Deep Learning Containers (DLC) lets you run training jobs on idle quota capacity from your cluster, improving overall resource utilization without disrupting regular business operations.
Idle resource jobs can be terminated at any time when borrowed resources are reclaimed. Before enabling idle resources, make sure your training code implements checkpointing. Use EasyCkpt to add automatic checkpoint-and-resume support.
How it works
In large-scale clusters, quota utilization is uneven: some teams exhaust their quotas while others leave resources idle. DLC's idle resource feature lets a training job borrow unused capacity from the current quota or other quotas in the cluster.
The table below summarizes how idle resource jobs differ from regular quota jobs:
| Dimension | Regular quota job | Idle resource job |
|---|---|---|
| Resource source | Allocated quota only | Idle capacity from any quota |
| Quota constraint | Bound by quota limits | Not bound by quota limits |
| Termination risk | None (quota is reserved) | Job is terminated when borrowed resources are reclaimed |
| Fault tolerance | Standard | Requires checkpointing or AIMaster |
Reclamation trigger: When a regular job from the quota group that owns the borrowed resources is dequeued but cannot be scheduled due to insufficient capacity, the system reclaims those resources. The idle resource job's pod status changes to Preempted
Prerequisites
Before you begin, make sure that you have:
A subscription resource quota created and associated with your workspace. The quota can be general computing resources or Lingjun resources. For details, see Overview.
Submit a DLC job with idle resources
On the DLC job submission page, go to the Resource Information section and configure the following parameters. For general submission steps, see Submit training jobs.
Parameter Description Resource quota Select a general computing resource quota or a Lingjun resources quota. To run high-performance AI training and computing, use Lingjun resources. Lingjun resources are available only in the China (Ulanqab) and Singapore regions. Idle resources Choose how the job uses resources: Acceptable — the job may use idle computing resources or resources from the associated quota. Only idle resources — the job runs exclusively on idle capacity and never uses the associated quota. Automatic fault tolerance Enable this to let AIMaster automatically reallocate resources when idle capacity is reclaimed, resuming the job without manual intervention. See AIMaster: Elastic fault tolerance engine. 

Monitor resource usage from the DLC job list or the job details page. Each job shows whether it is running on quota resources or idle resources.
In quota: The job is using resources within the associated quota.
Not in quota: The job is running on borrowed idle resources.
Preempted: The job's pod was evicted because the borrowed idle resources were reclaimed.

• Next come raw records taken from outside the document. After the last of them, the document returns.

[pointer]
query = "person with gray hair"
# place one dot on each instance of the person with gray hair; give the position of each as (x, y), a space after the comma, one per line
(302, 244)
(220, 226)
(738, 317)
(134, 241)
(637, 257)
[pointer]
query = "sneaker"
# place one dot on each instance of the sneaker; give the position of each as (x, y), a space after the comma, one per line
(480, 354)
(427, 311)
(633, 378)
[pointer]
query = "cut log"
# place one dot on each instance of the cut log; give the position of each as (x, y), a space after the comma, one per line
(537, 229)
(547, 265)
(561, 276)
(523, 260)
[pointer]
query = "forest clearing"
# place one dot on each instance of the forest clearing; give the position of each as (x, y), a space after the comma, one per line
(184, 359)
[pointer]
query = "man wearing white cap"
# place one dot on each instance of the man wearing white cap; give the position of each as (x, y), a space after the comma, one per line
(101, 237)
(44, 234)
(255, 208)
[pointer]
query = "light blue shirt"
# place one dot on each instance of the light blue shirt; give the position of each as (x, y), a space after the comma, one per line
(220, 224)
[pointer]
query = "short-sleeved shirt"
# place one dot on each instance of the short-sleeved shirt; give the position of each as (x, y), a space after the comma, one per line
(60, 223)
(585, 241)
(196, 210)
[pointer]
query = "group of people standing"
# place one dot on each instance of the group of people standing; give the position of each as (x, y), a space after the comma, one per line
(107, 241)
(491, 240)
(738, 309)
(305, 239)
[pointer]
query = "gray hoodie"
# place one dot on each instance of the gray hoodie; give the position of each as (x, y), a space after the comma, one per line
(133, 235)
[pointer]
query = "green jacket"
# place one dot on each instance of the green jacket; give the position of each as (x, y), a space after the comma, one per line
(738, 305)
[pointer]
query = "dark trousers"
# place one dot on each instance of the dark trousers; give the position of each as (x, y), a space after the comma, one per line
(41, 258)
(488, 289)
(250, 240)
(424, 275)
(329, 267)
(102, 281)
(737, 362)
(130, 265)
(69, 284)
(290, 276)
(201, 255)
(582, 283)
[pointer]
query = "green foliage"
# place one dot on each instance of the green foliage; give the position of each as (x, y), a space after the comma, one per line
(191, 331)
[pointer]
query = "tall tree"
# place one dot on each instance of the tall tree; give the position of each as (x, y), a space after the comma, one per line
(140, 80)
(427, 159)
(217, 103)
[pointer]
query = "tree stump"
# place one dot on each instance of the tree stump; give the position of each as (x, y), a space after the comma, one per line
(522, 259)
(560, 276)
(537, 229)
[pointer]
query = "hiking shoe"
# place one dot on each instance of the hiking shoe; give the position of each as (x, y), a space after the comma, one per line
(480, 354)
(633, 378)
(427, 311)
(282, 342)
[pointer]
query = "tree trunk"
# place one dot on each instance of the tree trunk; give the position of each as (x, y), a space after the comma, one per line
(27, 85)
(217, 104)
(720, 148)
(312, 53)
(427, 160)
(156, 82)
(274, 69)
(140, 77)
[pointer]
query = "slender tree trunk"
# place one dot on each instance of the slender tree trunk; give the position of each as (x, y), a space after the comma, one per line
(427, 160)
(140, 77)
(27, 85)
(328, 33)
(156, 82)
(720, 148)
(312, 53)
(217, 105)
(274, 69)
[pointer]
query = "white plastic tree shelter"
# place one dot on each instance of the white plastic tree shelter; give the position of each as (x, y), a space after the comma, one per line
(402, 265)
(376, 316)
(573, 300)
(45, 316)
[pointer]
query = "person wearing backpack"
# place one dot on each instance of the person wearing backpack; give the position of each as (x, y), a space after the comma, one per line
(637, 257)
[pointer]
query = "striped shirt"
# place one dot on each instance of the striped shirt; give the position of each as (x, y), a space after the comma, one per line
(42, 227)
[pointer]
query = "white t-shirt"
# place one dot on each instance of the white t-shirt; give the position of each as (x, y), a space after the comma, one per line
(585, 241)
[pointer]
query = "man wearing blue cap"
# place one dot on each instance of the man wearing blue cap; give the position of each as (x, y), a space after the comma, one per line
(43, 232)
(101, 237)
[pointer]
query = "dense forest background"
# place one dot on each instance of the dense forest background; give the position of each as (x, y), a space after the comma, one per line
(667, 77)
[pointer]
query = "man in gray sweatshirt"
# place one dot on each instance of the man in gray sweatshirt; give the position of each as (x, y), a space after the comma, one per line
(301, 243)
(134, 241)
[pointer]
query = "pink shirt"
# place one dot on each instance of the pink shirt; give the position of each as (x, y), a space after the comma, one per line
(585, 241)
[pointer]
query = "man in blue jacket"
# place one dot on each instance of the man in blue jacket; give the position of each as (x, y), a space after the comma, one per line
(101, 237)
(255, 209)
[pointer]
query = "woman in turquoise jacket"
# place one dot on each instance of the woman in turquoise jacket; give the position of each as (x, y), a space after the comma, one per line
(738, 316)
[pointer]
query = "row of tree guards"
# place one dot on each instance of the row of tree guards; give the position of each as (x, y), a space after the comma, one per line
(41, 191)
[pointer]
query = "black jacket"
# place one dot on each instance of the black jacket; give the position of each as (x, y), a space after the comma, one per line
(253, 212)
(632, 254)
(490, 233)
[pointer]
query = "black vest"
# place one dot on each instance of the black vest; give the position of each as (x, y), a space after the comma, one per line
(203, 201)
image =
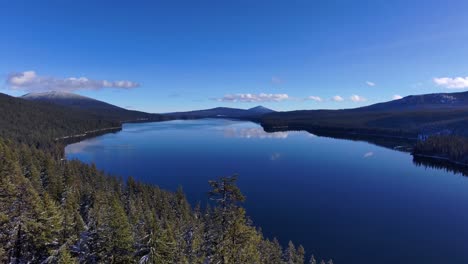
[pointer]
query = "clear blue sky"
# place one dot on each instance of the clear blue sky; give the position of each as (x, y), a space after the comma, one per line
(181, 55)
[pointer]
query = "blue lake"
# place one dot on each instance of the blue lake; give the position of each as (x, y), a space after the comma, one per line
(351, 201)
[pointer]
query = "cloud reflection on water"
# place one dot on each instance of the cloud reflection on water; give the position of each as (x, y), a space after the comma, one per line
(253, 132)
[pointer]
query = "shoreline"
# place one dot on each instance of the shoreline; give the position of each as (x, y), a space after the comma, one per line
(440, 158)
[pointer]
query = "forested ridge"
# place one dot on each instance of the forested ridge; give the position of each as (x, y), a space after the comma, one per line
(450, 147)
(38, 124)
(58, 211)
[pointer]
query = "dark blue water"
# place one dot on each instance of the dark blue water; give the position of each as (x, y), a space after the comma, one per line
(351, 201)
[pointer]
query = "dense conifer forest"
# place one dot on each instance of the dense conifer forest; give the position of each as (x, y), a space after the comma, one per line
(58, 211)
(451, 147)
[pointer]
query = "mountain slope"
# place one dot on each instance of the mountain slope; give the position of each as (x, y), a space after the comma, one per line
(422, 102)
(222, 112)
(38, 124)
(96, 107)
(408, 117)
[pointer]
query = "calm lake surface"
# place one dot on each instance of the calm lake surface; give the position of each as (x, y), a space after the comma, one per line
(351, 201)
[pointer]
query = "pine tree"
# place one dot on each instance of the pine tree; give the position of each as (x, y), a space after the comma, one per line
(290, 254)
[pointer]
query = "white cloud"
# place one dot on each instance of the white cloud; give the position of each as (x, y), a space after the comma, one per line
(31, 82)
(357, 98)
(452, 83)
(315, 98)
(337, 98)
(248, 98)
(276, 80)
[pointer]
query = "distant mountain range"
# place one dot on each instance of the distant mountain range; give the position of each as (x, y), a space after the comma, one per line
(222, 112)
(90, 105)
(407, 117)
(422, 102)
(410, 116)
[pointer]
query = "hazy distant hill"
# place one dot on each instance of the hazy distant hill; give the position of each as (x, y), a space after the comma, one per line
(409, 117)
(91, 105)
(423, 102)
(37, 123)
(220, 112)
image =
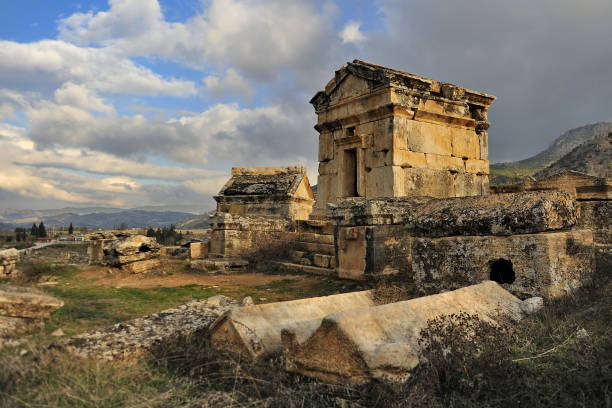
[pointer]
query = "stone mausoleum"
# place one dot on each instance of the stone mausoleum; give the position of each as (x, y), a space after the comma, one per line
(403, 189)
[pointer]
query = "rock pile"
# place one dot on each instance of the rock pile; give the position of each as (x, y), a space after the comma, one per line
(134, 254)
(8, 260)
(135, 338)
(22, 309)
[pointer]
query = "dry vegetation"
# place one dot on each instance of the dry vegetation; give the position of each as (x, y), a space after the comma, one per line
(560, 357)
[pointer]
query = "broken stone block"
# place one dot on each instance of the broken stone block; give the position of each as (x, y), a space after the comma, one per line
(8, 260)
(139, 337)
(143, 266)
(532, 305)
(255, 331)
(133, 253)
(381, 342)
(549, 265)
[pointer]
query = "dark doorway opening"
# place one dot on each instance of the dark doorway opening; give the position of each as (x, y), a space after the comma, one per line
(350, 173)
(502, 272)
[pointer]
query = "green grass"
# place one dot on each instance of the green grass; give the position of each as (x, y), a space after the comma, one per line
(559, 357)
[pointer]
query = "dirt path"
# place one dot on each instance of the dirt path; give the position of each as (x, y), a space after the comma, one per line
(100, 276)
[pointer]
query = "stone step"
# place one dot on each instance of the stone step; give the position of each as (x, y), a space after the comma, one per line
(308, 269)
(315, 247)
(316, 238)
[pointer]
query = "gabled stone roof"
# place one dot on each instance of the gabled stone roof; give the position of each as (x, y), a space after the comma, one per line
(264, 181)
(381, 76)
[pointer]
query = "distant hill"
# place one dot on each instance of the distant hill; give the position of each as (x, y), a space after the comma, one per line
(104, 220)
(593, 157)
(502, 173)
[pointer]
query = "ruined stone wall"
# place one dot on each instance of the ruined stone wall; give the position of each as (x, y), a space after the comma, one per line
(525, 241)
(384, 133)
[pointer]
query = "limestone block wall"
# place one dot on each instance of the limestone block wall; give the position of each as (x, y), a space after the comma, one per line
(387, 133)
(528, 242)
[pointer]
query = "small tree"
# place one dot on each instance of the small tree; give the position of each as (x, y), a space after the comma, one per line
(42, 231)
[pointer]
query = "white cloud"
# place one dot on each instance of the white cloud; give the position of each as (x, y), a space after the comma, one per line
(53, 63)
(12, 102)
(79, 96)
(254, 37)
(351, 33)
(231, 84)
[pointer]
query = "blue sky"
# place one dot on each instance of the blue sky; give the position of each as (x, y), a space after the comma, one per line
(151, 102)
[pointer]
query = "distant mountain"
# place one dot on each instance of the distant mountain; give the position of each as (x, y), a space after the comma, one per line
(502, 173)
(593, 157)
(104, 220)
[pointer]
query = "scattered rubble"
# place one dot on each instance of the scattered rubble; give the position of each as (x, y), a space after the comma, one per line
(381, 342)
(135, 338)
(22, 309)
(8, 260)
(255, 331)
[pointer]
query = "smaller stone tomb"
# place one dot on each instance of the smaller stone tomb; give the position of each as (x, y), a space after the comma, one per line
(134, 254)
(8, 260)
(267, 191)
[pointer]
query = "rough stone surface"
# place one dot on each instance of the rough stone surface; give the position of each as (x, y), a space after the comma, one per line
(23, 309)
(267, 191)
(532, 305)
(133, 253)
(138, 337)
(227, 265)
(500, 214)
(8, 261)
(255, 331)
(381, 342)
(21, 302)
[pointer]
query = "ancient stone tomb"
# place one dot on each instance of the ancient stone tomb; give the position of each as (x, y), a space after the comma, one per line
(388, 133)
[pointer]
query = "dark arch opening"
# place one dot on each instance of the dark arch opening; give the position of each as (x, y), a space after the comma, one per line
(502, 272)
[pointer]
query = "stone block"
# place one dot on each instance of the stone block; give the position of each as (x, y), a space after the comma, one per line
(406, 158)
(143, 266)
(549, 265)
(322, 261)
(438, 162)
(382, 342)
(255, 331)
(198, 250)
(423, 137)
(477, 166)
(465, 144)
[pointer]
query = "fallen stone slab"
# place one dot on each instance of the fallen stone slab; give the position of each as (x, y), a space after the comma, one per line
(136, 338)
(498, 214)
(227, 265)
(255, 331)
(21, 302)
(381, 342)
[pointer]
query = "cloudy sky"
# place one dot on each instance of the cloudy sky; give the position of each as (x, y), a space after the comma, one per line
(151, 102)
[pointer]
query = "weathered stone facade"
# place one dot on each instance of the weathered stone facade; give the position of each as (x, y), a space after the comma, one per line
(8, 261)
(282, 192)
(403, 190)
(387, 133)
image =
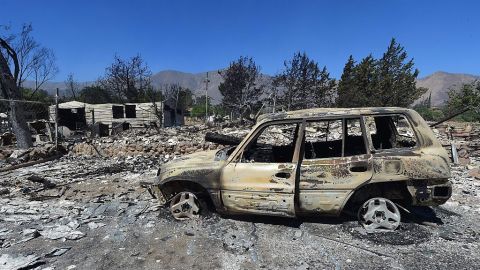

Reduce the impact of preemption
Idle resource jobs can be preempted at any point. Use the following tools together to minimize training loss and enable automatic recovery:
EasyCkpt: Saves training checkpoints automatically, so the job can resume from the last checkpoint instead of restarting from scratch. See Use EasyCkpt to save and resume foundation model trainings.
AIMaster (Automatic fault tolerance): When idle resources are reclaimed, AIMaster reallocates alternative resources and resumes the job automatically without requiring you to restart it manually. See AIMaster: Elastic fault tolerance engine.
These two tools are complementary: EasyCkpt preserves training progress at the checkpoint level, while AIMaster handles resource reallocation and job continuation at the infrastructure level. Enable both for the most resilient idle resource jobs.